Meski jelas ganjil mengganjal pikiran, dan
jauh dari kata normal dan tepatnya irrasional, dan menyebarkan khurafat (berita
bohong) membahayakan akidah umat tapi toh acara semacam itu sepertinya menarik
para kapitalis untuk mengkomersilkannya; dijadikan sebagai program acara
hiburan, dan bisa beredar mendapatkan izin tayang; ini efek domino dari
tegaknya sistem kehidupan kapitalistik, tersebarnya paham kapitalisme dan
neoliberalisme.
Tersebarnya kemungkaran ini setidaknya timbul
dari sebab-sebab mendasar yang saling terkait:
1.
Sebagian masyarakat yang diam, dan malah
menggandrungi acara-acara ganjil seperti itu hingga ratingnya tinggi,
2.
Rating yang tinggi menarik perhatian para
kapitalis yang menghalalkan segala cara yang penting penuhi pundi-pundi uang,
3.
Diamnya penguasa dalam sistem Demokrasi atas
kemungkaran, bahkan malah memberikan izin beredarnya acara-acara film porno
horor dan program-program komersialisasi dunia ghaib ("lulus
sensor"),
4.
Diamnya sebagian ulama, asatidz dan da'i dari
kewajiban:
Pertama, memahamkan umat terhadap kemungkaran
tersebut dan bahaya kapitalisme serta neoliberalisme yang mengancam kehidupan
umat secara luas,
Kedua, menegakkan al-amr bil ma'ruf wa an-nahy 'an
al-munkar kepada masyarakat dan penguasa yang menegakkan kemungkaran,
Ketiga, menegakkan kekhilafahan Islam yang
menegakkan syari'at Islam kaaffah, memelihara akidah umat, dan memberantas
kemungkaran.
Dalam kajian-kajian akidah, ruqyah
syar'iyyah, alam jin, perdukunan yang saya hadiri, seringkali saya jelaskan
bahwa permasalahan tersebarnya khurafat mengenai alam jin, sihir, perdukunan,
tak sekedar terkait masalah akidah (dakwah tauhid), tapi wajib pula
mengupayakan tegaknya syari'at Islam kaaffah sebagai konsekuensi tauhid, dengan
menegakkan al-khilafah di atas manhaj kenabian yang berfungsi menyelenggarakan
pendidikan umat berbasis akidah islam, menegakkan ekonomi yang tegak di atas
asas Islam, menegakkan sanksi bagi para dukun/tukang sihir dan yang mendukung
mereka.
Jika kita tela'ah pembahasan para ulama salaf
dan khalaf ketika berbicara mengenai perdukunan, tukang sihir pun tak hanya
membahas dari sisi akidah semata (tidak pada bab akidah saja) tapi juga
tersebar dalam kutub fiqh yang membahas bahasan bab 'uqubah (sanksi) dalam
Islam.

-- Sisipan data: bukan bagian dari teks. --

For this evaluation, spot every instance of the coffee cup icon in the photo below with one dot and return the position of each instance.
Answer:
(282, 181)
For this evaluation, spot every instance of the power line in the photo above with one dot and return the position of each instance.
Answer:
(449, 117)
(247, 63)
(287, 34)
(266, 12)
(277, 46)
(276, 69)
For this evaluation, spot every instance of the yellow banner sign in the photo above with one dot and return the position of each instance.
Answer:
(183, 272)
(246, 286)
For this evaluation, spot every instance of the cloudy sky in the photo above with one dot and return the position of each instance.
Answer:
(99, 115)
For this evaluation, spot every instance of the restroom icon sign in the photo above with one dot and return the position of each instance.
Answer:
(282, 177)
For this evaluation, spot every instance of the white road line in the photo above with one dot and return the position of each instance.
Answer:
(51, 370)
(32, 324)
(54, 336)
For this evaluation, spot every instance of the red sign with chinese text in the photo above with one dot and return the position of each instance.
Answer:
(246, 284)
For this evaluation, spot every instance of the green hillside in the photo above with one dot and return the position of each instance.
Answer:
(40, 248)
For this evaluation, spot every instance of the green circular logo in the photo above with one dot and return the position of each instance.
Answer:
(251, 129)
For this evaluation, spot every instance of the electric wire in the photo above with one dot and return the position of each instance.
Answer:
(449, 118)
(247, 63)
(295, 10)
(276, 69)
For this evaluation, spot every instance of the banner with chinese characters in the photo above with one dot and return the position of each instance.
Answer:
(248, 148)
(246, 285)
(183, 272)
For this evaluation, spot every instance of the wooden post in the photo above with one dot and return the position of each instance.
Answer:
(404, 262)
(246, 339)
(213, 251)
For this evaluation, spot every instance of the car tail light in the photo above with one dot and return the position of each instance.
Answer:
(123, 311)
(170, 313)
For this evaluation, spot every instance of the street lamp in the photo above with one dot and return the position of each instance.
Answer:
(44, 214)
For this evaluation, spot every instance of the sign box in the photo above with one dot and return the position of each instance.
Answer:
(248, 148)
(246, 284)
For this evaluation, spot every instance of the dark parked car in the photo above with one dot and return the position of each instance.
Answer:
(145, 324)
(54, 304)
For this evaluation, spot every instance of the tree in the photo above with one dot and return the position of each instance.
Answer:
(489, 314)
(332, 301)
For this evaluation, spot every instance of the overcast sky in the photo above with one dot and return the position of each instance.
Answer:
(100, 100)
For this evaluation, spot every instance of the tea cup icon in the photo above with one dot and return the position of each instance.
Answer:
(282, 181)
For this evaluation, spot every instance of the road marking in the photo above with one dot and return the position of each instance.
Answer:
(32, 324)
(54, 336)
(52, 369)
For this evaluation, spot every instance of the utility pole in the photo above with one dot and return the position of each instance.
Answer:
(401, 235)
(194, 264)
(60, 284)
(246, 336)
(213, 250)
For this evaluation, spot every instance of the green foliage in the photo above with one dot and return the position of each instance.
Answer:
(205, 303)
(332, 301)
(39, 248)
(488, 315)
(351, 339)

Hal itu bisa kita temukan dalam kutub fiqh lintas madzhab. Lalu jika
sekedar dibaca namun tak diperjuangkan untuk diamalkan apakah tak takut kutub
tersebut akan menjadi hujjah 'alaynaa?!
Di sisi lain, penerapan syari'at Islam
kaaffah tak bisa terwujud sempurna kecuali dengan tegaknya al-Khilafah, maka
menegakkan, mewujudkan al-Khilafah pun hukumnya wajib. Salah satu kaidah yang
mendasarinya adalah kaidah syar’iyyah:
مَا لاَ يَتِمُّ الْوَاجِبُ إِلاَّ بِهِ فَهُوَ
وَاجِبٌ
“Apa-apa yang suatu kewajiban tidak sempurna kecuali
dengannya, maka hukumnya pun wajib.”[1]
Al-Qadhi Abu Ya’la al-Farra (w. 458 H) ketika
menjelaskan kaidah ini menuturkan bahwa jika Allah sudah memerintahkan
hamba-Nya untuk menunaikan suatu perbuatan dan Allah mewajibkannya, di sisi
lain apa yang diperintahkan tersebut tidak akan tercapai kecuali dengan
melakukan hal lainnya; maka wajib atasnya setiap perbuatan jika tidak akan
terpenuhi pelaksanaan suatu kewajiban kecuali dengannya.[2]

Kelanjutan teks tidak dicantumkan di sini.